The way ZLS brands itself is very crucial. The crucially of the brand is signified by the significance of the multiple regression model which shows the significance of a good promotion strategy to ZLS. The number of visitors to the park is partially dependent on the face of the company. The size of the brand is displayed by commendable PR exposure, Service attractiveness, the number of unique visits that are recorded by the ZLS website, and the advertisement budget. To increase the number of visitors it is recommended that ZLS find a balance between these promotion strategies. The strategies should be balanced in such a way that it yields the highest number of new visitors. Choosing the advertisement media is also very crucial to the company. A highly effective advertisement strategy is significant enough to affect the number of visits.

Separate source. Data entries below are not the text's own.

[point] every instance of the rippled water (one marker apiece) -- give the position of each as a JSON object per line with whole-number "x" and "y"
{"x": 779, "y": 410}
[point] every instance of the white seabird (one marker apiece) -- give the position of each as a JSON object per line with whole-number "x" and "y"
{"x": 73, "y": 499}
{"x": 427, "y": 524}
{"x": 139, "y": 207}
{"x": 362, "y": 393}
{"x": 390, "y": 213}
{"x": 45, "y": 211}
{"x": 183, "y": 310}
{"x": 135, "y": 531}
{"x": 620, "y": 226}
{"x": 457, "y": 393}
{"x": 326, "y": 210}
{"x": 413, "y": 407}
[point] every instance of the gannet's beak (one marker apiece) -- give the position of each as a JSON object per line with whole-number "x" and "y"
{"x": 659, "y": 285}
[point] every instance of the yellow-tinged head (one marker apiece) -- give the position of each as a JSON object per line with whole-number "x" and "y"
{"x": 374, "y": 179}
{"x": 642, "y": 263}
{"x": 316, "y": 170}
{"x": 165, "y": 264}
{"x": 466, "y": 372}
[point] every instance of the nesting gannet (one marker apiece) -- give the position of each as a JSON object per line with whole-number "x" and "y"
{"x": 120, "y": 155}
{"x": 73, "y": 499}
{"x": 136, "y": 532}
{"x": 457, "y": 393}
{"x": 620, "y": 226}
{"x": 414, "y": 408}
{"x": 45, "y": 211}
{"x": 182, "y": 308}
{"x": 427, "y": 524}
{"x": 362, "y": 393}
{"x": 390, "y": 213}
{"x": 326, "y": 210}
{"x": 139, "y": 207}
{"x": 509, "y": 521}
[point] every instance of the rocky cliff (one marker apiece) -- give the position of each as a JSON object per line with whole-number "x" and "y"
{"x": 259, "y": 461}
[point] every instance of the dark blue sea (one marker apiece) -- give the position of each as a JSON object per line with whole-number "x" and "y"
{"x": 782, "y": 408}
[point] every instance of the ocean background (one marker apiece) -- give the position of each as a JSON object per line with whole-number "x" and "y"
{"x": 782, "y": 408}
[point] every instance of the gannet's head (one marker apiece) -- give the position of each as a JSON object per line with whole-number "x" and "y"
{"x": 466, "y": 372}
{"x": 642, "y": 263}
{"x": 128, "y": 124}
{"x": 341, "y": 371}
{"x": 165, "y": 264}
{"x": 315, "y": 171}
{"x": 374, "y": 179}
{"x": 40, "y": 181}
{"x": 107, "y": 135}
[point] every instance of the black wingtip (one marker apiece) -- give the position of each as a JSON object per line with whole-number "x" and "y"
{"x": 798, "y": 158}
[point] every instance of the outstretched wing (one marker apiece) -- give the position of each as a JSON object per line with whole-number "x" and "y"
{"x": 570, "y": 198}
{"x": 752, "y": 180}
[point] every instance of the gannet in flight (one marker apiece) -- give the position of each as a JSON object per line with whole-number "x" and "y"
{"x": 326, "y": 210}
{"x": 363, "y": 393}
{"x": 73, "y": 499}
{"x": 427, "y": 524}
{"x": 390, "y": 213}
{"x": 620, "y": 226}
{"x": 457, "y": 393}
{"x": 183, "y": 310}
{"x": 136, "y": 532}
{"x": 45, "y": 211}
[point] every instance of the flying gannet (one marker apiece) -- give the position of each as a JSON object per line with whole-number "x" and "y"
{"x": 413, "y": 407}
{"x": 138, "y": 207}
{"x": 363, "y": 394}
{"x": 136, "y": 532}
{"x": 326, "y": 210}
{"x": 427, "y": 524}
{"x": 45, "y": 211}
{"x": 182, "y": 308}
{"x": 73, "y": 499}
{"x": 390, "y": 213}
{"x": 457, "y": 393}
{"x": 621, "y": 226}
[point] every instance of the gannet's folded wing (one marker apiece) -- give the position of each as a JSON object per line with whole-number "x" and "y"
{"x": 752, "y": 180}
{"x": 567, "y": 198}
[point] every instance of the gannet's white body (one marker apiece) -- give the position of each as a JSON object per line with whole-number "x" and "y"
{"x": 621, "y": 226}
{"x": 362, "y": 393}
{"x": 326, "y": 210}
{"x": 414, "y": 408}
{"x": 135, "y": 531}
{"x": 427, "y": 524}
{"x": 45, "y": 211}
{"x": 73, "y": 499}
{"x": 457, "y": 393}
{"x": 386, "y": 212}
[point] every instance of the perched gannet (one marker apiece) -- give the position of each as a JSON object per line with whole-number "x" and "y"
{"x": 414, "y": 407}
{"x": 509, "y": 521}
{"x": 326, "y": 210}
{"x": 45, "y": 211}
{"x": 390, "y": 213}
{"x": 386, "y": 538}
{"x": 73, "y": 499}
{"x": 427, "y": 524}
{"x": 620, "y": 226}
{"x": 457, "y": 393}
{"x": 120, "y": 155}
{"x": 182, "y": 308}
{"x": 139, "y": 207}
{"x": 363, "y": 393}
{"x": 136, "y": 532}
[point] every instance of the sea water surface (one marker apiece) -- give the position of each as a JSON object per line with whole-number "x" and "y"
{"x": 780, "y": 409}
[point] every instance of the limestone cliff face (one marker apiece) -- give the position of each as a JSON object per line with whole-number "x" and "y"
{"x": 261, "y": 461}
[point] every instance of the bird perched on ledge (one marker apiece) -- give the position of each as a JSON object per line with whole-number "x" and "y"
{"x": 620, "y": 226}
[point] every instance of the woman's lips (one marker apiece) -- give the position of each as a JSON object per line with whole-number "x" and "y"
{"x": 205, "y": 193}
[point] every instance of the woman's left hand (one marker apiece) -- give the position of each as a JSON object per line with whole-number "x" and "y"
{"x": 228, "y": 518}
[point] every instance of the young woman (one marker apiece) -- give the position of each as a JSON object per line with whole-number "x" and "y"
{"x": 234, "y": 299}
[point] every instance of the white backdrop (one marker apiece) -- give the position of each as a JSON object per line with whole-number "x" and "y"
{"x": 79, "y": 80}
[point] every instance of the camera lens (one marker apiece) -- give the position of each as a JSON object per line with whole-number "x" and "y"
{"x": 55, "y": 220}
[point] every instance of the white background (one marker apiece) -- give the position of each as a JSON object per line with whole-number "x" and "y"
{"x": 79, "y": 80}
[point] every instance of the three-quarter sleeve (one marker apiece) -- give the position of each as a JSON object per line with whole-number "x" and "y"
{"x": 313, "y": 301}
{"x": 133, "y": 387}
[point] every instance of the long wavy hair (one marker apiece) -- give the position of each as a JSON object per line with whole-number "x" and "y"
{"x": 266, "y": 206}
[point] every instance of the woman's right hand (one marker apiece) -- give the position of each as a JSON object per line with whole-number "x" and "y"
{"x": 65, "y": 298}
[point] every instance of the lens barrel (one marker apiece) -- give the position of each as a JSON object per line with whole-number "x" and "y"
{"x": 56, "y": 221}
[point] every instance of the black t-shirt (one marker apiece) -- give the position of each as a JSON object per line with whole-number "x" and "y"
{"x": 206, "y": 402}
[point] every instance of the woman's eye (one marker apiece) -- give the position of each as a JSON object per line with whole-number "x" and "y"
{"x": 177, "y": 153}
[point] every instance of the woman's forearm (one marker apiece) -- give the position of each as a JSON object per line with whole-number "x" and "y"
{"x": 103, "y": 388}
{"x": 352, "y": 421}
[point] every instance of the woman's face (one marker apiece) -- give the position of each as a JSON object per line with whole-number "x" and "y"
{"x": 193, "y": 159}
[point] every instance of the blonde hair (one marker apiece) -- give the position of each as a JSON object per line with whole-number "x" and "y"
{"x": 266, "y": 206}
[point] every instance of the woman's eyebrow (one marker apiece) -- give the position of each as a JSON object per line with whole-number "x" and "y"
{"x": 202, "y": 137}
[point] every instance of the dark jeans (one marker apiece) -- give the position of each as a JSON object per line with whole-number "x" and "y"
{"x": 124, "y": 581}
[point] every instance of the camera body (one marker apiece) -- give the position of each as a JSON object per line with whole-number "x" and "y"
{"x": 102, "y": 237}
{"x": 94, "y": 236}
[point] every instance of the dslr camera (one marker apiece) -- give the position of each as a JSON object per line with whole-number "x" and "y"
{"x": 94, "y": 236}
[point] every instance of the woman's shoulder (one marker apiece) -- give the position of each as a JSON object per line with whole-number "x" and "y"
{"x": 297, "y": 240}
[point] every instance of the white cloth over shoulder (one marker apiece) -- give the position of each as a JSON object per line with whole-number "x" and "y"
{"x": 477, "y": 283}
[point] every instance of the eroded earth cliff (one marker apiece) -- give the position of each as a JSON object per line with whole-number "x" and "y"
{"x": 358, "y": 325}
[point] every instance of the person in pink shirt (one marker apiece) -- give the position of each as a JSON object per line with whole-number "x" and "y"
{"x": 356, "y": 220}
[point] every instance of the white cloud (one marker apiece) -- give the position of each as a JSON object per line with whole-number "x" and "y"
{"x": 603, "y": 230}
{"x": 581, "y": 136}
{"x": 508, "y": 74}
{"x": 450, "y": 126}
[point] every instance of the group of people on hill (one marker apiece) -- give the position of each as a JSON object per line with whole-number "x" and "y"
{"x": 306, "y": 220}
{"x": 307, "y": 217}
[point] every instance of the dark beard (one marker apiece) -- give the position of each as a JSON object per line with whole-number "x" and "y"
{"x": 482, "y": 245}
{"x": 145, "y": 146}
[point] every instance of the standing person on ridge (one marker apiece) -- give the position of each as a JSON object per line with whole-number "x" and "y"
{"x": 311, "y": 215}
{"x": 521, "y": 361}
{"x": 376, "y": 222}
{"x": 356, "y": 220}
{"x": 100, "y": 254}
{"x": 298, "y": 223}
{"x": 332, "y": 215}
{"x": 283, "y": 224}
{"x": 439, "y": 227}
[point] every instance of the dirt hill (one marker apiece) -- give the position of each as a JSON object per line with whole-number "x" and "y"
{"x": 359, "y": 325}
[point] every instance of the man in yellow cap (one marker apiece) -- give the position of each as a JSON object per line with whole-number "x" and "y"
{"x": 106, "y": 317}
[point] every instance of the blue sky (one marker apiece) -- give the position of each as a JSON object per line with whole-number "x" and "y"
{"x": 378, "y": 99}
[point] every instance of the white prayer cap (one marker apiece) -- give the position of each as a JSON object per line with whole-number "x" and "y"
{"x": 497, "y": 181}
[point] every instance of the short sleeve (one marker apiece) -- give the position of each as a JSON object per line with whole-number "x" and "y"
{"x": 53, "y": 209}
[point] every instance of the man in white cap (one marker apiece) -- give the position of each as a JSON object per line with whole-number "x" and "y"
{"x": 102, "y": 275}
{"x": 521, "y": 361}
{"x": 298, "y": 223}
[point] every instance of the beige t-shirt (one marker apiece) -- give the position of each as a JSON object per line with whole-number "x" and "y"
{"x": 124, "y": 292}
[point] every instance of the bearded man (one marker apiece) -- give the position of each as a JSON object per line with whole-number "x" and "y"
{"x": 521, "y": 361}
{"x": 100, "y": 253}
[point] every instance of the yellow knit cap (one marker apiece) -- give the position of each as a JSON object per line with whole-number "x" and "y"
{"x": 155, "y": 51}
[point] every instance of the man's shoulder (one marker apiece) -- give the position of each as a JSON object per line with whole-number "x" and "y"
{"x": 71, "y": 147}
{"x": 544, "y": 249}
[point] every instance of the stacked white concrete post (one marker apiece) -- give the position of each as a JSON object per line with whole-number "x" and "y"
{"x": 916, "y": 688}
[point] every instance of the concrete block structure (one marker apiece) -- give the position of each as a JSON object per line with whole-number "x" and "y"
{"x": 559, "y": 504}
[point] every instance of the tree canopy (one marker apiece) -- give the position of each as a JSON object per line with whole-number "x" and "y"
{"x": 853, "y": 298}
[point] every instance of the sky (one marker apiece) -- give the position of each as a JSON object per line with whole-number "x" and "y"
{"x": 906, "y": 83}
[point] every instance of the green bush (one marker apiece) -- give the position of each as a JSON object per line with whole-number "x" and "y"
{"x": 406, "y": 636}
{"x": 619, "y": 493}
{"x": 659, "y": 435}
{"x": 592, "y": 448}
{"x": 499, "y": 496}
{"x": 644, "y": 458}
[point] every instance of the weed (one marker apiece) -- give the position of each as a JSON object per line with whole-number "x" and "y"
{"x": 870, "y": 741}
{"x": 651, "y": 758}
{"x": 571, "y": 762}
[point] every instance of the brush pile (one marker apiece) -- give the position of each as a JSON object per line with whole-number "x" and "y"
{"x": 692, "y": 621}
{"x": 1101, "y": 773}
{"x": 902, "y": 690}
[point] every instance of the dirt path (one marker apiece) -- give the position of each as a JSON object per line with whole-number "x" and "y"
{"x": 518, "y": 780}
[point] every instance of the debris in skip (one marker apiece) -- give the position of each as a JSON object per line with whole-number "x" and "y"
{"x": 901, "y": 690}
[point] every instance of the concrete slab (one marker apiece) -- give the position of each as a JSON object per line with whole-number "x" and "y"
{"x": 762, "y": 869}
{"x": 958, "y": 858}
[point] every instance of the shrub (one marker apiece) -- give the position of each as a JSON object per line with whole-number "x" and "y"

It is highly recommended that products that have a rating which is above 20 be grouped into one package. This package is likely to appeal to most customers. Products in this category have very high ratings. The products that have the ratings which are below 20 should be discarded or improved. These products are bringing down the general average ratings of the services that are offered at the zoo. Grouping the highly performing products together and improving or eliminating the rest will bring up the ratings of the zoo and hence greatly increase the number of visitors to the zoo.
Improvement of the services at ZSL is highly recommended. For ZSL, when the season has peaked, the number of visitors dwindle. This is a season in which other competitors have the number of visitors on the increase. This implies that the services of ZLS are not highly preferred. This justifies the need for a new customer package that will likely increase the number of visits.